According to the Federal Development Strategy in the Official Gazette, that is the upper end of the scale resulting from a series of transformative reforms and educational advances over 2021-2031 that would deliver average annual GDP growth of 3.5%.
This would lift Brazil's GDP per capita in U.S. dollars above that of other emerging nations such as Argentina, Poland and Croatia by 2031, and closer to Chile and Hungary, countries ranked highly in the Human Development Index.
Brazil will go into next year with a record debt and deficit around 95% and 12% of GDP, respectively, due to huge emergency expenditure this year to tackle the COVID-19 pandemic.
Macroeconomic stability, continuing the long-term fiscal adjustment agenda and monetary policy balance, are necessary conditions for a return to sustained growth, the government said in the decree.

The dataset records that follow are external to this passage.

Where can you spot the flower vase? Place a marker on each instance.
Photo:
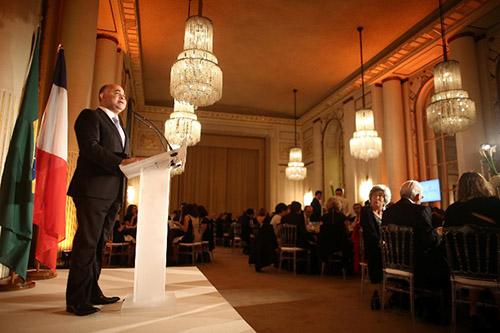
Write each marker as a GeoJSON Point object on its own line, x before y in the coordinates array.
{"type": "Point", "coordinates": [495, 181]}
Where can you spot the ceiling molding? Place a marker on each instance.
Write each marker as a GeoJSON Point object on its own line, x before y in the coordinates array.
{"type": "Point", "coordinates": [416, 41]}
{"type": "Point", "coordinates": [202, 114]}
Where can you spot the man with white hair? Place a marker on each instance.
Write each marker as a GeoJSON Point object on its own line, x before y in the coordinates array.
{"type": "Point", "coordinates": [430, 267]}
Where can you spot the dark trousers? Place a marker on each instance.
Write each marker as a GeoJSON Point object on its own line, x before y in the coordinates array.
{"type": "Point", "coordinates": [95, 224]}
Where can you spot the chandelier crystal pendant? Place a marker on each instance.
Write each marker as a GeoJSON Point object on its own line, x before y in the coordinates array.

According to the strategy plan, signed off by President Jair Bolsonaro and Economy Minister Paulo Guedes, the base case is for an accumulated rise in GDP per capita of 19.1% over the next decade, on annual average GDP growth of 2.2%.
After the financial damage wrought by COVID-19, If the necessary reforms are not implemented, the likelihood of a fiscal crisis and economic growth crisis in the coming years will increase significantly, the plan said.
The third and most bearish scenario of no fiscal adjustment or market-friendly reforms would crash the economy and public finances. For obvious reasons, it serves no purpose to include forecasts in this scenario, the plan said.